# NYC SUMMER BIERGARTEN HERF!! Saturday July 22, 2006



## Scott1966 (Jan 20, 2004)

It's official, the NYC SUMMER BIERGARTEN HERF!!!

Saturday, July 22nd, 2006 at 2:00pm

at the Bohemian Hall Czech Biergarten

http://www.bohemianhall.com/home.htm

Located 24 Ave. and 29th St. in Astoria, NY. (29-19 24th Ave.)

Come one, come all!!!!

I am co-organizing this event. There will be plenty of room for all. The biergarten seats up to 1000, so there will be plenty of places to sit. 12 Dollar pitchers of fine european beers (they have water-aka bud light-too if you insist) and BBQ or Czech cuisine highlight the menu.

The rain date will be that Sunday, July 23rd, 2006 at 2:00pm.

I am working on vendor contributions so I will need an accurate head count as we get closer to the date.

Come on, let's get together!!


----------



## DaveC (Sep 4, 2003)

BIER!

if i'm in town i am IN!


----------



## ResIpsa (Mar 8, 2006)

Hmm...i'm a definite maybe, closer to a definite, should be fun


----------



## Scott1966 (Jan 20, 2004)

DaveC said:


> BIER!
> 
> if i'm in town i am IN!


Dave, I was gonna PM you but I see that you can sense a herf..lol. I hope you can make it!


----------



## Scott1966 (Jan 20, 2004)

Bump ^^


----------



## neoflex (Jan 3, 2006)

As long as the wife does not plan on going away for the weekend I'm in.

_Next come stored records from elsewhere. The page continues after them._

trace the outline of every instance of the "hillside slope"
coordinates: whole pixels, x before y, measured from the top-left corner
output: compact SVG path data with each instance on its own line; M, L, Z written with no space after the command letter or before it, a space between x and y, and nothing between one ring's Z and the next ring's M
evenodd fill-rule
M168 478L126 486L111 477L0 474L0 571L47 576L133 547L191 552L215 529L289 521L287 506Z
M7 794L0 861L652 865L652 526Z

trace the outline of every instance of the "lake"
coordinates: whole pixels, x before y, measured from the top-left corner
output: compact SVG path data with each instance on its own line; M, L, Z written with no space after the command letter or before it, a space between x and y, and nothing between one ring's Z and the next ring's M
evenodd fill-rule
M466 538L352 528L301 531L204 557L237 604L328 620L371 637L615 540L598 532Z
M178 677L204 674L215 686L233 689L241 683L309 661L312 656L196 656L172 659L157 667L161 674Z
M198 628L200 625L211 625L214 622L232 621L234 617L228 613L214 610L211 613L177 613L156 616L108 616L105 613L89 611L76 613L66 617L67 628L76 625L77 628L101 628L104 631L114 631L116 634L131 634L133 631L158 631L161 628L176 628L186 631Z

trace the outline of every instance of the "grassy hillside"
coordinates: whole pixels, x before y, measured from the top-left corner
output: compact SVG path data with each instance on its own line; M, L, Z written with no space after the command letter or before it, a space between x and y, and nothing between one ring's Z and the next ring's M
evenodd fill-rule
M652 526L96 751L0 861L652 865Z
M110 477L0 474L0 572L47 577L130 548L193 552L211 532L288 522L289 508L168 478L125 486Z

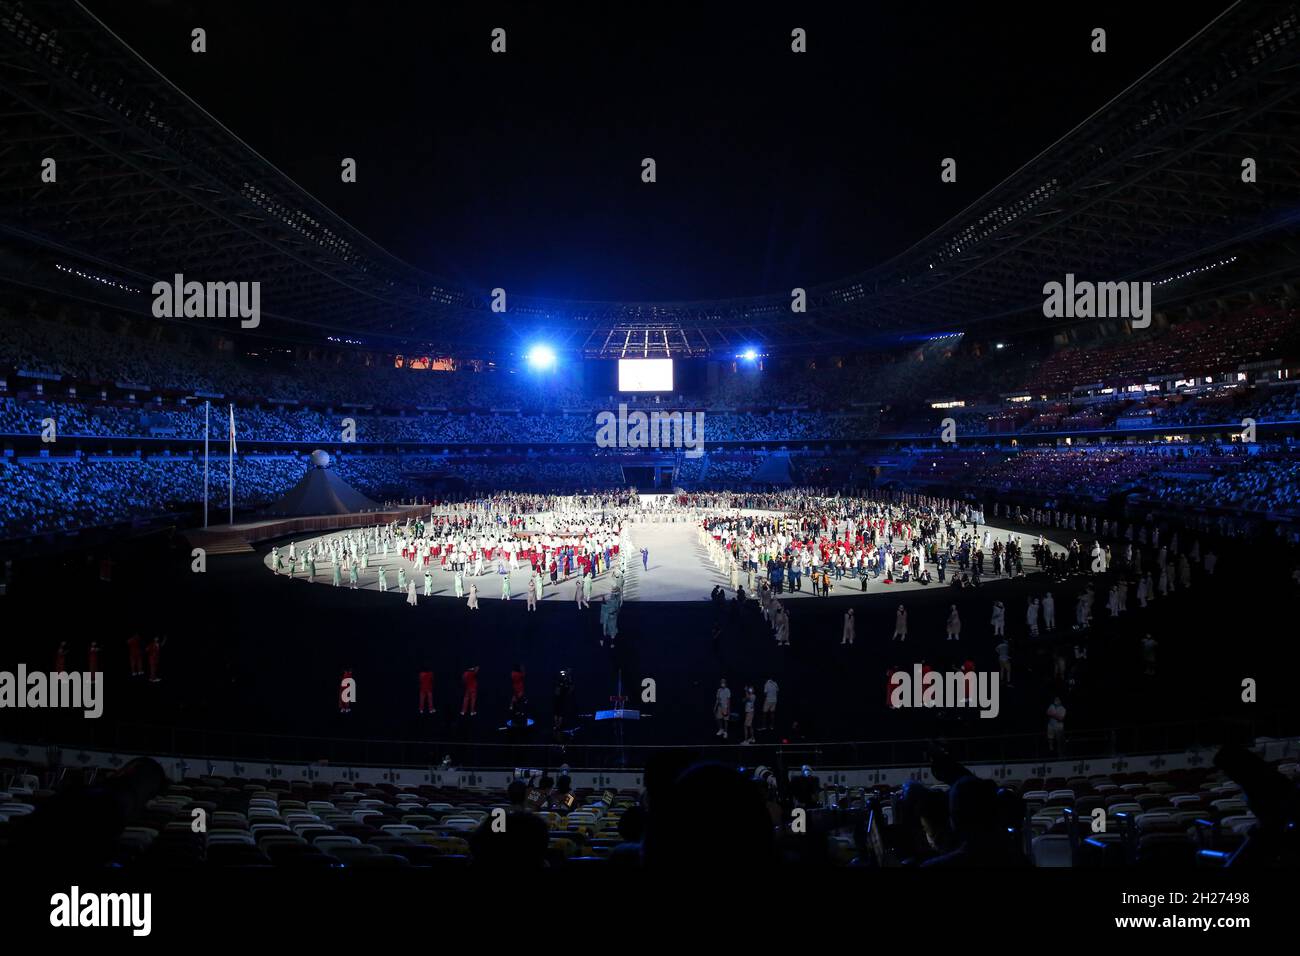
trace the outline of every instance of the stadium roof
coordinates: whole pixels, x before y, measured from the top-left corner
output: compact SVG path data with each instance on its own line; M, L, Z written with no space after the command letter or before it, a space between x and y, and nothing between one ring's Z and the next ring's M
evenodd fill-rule
M258 280L264 331L501 347L507 328L588 355L829 347L995 325L1044 282L1180 281L1157 305L1300 274L1296 8L1238 3L940 229L859 275L696 302L583 302L466 288L386 252L297 186L77 3L0 0L0 277L55 264L135 297L176 273ZM40 161L59 158L59 182ZM1258 165L1242 180L1242 161ZM116 285L110 285L109 282ZM135 287L135 293L119 286Z

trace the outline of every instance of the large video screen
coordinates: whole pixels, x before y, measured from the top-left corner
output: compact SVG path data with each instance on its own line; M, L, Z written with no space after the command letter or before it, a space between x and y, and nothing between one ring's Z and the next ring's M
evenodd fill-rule
M620 392L671 392L673 360L619 359L618 390Z

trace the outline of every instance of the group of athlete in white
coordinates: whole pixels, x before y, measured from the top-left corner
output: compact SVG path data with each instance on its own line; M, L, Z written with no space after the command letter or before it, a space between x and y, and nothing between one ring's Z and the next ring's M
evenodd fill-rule
M584 507L579 507L579 504ZM550 506L553 510L537 510ZM585 510L590 507L593 510ZM310 541L274 547L267 563L276 574L329 580L334 587L395 590L407 604L443 593L435 576L451 579L466 606L479 607L479 579L496 574L501 600L517 593L513 572L527 574L528 610L573 581L578 607L591 603L593 581L606 573L619 592L627 572L625 525L635 502L587 497L502 495L431 509L405 523L352 528Z
M730 577L732 589L742 575L752 591L773 559L799 577L814 569L845 574L873 574L917 580L928 564L944 563L963 545L991 551L994 532L979 527L984 515L976 507L947 499L914 496L903 501L871 498L804 497L798 509L776 514L722 513L708 516L701 540L710 558ZM1019 535L1008 541L1020 542Z
M776 698L780 687L776 681L769 677L763 683L763 730L776 729ZM758 693L754 690L752 684L745 685L745 692L741 698L742 713L744 714L745 736L741 740L742 744L758 743L754 736L754 715L758 709ZM721 737L723 740L728 739L729 731L727 723L731 720L731 688L727 686L727 680L724 677L718 684L718 689L713 694L713 721L718 725L715 737Z

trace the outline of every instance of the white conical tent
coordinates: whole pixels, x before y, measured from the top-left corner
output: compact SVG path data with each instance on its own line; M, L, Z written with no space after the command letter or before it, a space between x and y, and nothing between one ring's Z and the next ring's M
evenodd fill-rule
M277 517L345 515L372 511L379 507L377 502L371 501L330 471L328 455L315 452L312 461L313 465L307 469L307 473L283 497L270 504L266 514Z

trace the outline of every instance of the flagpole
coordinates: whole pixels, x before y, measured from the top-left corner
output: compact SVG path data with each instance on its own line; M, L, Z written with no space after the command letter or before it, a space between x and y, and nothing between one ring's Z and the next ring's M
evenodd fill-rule
M226 489L230 492L230 523L235 523L235 406L230 406L230 465L226 476Z
M203 527L208 526L208 439L212 427L212 402L203 402Z

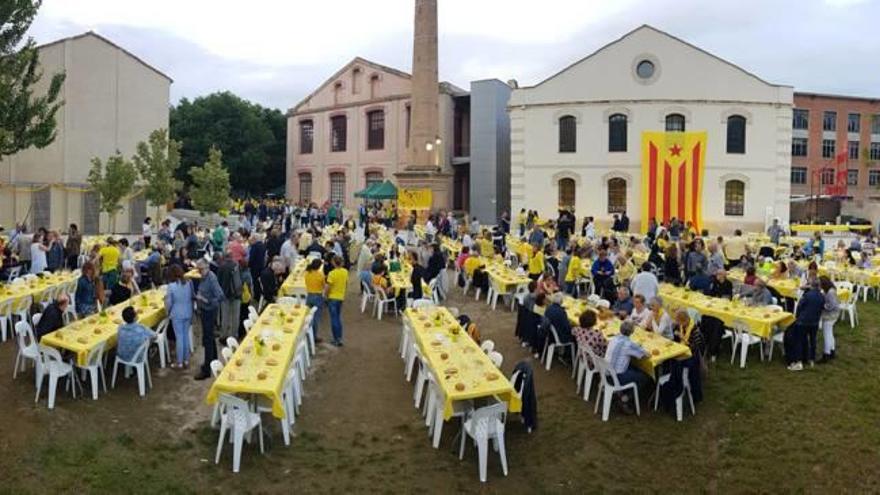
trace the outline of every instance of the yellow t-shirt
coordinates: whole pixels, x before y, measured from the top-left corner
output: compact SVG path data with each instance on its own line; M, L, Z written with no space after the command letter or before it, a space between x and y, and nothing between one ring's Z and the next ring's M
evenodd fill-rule
M107 273L119 269L119 249L116 246L104 246L98 251L101 257L101 272Z
M318 268L317 270L306 271L306 292L309 294L321 294L324 292L324 281L326 277L324 277L324 270Z
M516 216L516 224L517 225L525 225L526 224L526 214L520 213Z
M529 260L529 274L540 275L544 273L544 252L538 250Z
M333 301L345 300L345 287L348 285L348 270L345 268L334 268L327 275L327 299Z
M488 239L480 239L480 254L483 256L492 256L495 254L495 245Z
M578 256L572 256L571 260L568 262L568 271L565 273L565 281L566 282L574 282L581 276L581 271L583 268L581 267L581 259Z
M617 269L617 278L619 280L629 280L633 277L633 275L635 275L635 273L635 265L627 261Z
M479 257L471 256L468 259L464 260L464 272L467 273L468 277L473 277L474 270L476 270L482 264L483 261L480 260Z

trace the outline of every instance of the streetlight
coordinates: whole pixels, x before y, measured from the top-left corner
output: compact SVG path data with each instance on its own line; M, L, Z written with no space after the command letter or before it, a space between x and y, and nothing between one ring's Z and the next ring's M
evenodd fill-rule
M441 163L443 163L443 155L442 155L443 146L441 146L443 144L443 140L440 139L440 136L436 136L434 138L434 143L437 145L437 154L435 155L434 158L437 160L436 165L437 165L437 171L439 172L443 169L443 167L441 167L441 165L440 165Z

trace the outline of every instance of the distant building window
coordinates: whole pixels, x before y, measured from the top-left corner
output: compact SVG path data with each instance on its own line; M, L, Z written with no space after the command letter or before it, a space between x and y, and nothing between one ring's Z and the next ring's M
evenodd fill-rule
M299 200L304 203L312 202L312 174L299 174Z
M346 127L345 115L330 117L330 151L345 151Z
M608 151L626 151L626 115L608 117Z
M559 152L577 151L577 119L572 115L559 118Z
M795 108L792 114L791 127L793 129L809 129L810 111L803 108Z
M356 95L361 92L361 77L361 69L355 67L354 70L351 71L351 94Z
M742 115L727 117L727 152L746 152L746 118Z
M822 140L822 158L834 158L837 142L833 139Z
M385 112L373 110L367 113L367 149L381 150L385 147Z
M807 156L807 138L791 139L791 156Z
M333 85L333 104L339 105L342 103L342 83L337 82Z
M871 143L871 149L868 153L871 160L880 160L880 143Z
M636 66L636 74L641 79L650 79L654 75L654 62L650 60L642 60Z
M791 167L791 183L792 184L806 184L807 183L807 169L806 169L806 167Z
M412 120L412 107L406 106L406 147L409 148L409 127L410 120Z
M741 217L745 214L746 185L741 180L729 180L724 183L724 214Z
M880 170L868 170L868 185L880 185Z
M667 132L684 132L684 115L680 113L671 113L666 116Z
M847 170L846 171L846 185L848 185L848 186L859 185L859 171L858 170Z
M575 202L574 179L559 179L559 206L574 207Z
M342 172L330 174L330 202L345 202L345 174Z
M367 187L370 187L373 184L379 184L380 182L382 182L383 179L382 172L367 172L367 174L364 176L364 179L366 181Z
M871 134L880 134L880 114L871 118Z
M837 112L825 112L824 114L822 114L822 130L837 130Z
M370 76L370 98L378 98L379 97L379 76L377 74L373 74Z
M312 152L315 139L315 123L301 120L299 123L299 152L307 155Z
M626 180L616 177L608 180L608 213L626 211Z
M833 168L823 168L821 172L822 176L822 185L823 186L833 186L834 185L834 169Z
M846 116L846 132L861 132L862 116L857 113L851 113Z
M858 141L850 141L846 143L846 152L849 156L850 160L858 160L859 159L859 142Z

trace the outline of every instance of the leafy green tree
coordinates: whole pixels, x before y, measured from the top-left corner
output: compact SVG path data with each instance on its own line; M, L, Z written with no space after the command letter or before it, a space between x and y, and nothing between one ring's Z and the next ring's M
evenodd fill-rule
M204 163L212 147L223 152L235 191L261 194L284 184L287 121L281 111L222 92L180 100L170 121L171 138L183 142L177 178L187 184L189 168Z
M55 140L64 74L54 74L46 93L35 96L43 77L39 54L33 38L21 43L41 3L0 2L0 160L31 146L45 148Z
M229 206L229 172L223 168L222 158L222 151L211 148L205 165L189 171L193 206L202 213L217 213Z
M148 142L138 143L132 161L144 183L144 196L156 206L158 219L160 205L174 201L182 187L175 178L180 167L180 142L169 140L165 129L151 132Z
M122 210L122 199L134 190L137 175L134 165L118 151L107 158L106 165L100 158L92 158L87 181L98 195L100 210L110 216L111 232L116 232L116 214Z

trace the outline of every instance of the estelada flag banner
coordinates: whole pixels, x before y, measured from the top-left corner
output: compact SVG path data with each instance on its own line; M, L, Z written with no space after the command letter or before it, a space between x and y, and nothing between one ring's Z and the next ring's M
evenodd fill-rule
M642 231L651 218L703 224L706 132L642 133Z
M430 189L399 189L397 208L400 210L430 210L433 203Z

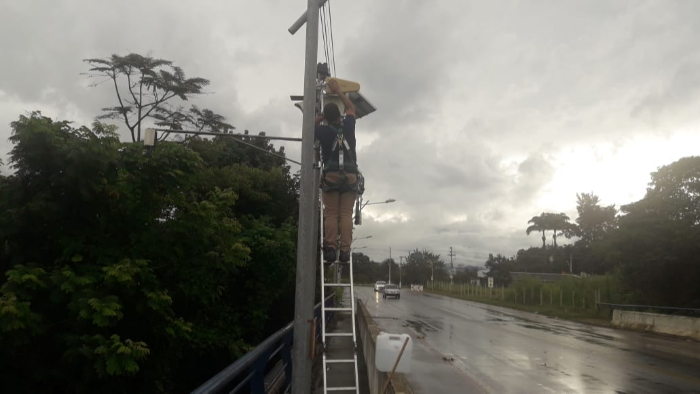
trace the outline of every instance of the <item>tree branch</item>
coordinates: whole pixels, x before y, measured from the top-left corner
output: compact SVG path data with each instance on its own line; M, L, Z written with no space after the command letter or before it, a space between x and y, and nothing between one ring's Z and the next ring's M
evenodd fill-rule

I just came to this herf secxtion to see if anyone in the Tri-State area was interested in herfin it up soon.


----------



## raisin (Dec 3, 2005)

ResIpsa said:


> Hmm...i'm a definite maybe, closer to a definite, should be fun


:tpd:


----------



## ghost (Jun 8, 2006)

AHHH! My first herf right in my old haunting grounds 

Putting it on my calendar now.

Hope to meet up with some of you guys there.


----------



## ghost (Jun 8, 2006)

bump^^


----------



## bonggoy (Mar 9, 2006)

Astoria is in the Queens area, right?


----------



## neoflex (Jan 3, 2006)

bonggoy said:


> Astoria is in the Queens area, right?


Yes Sir.


----------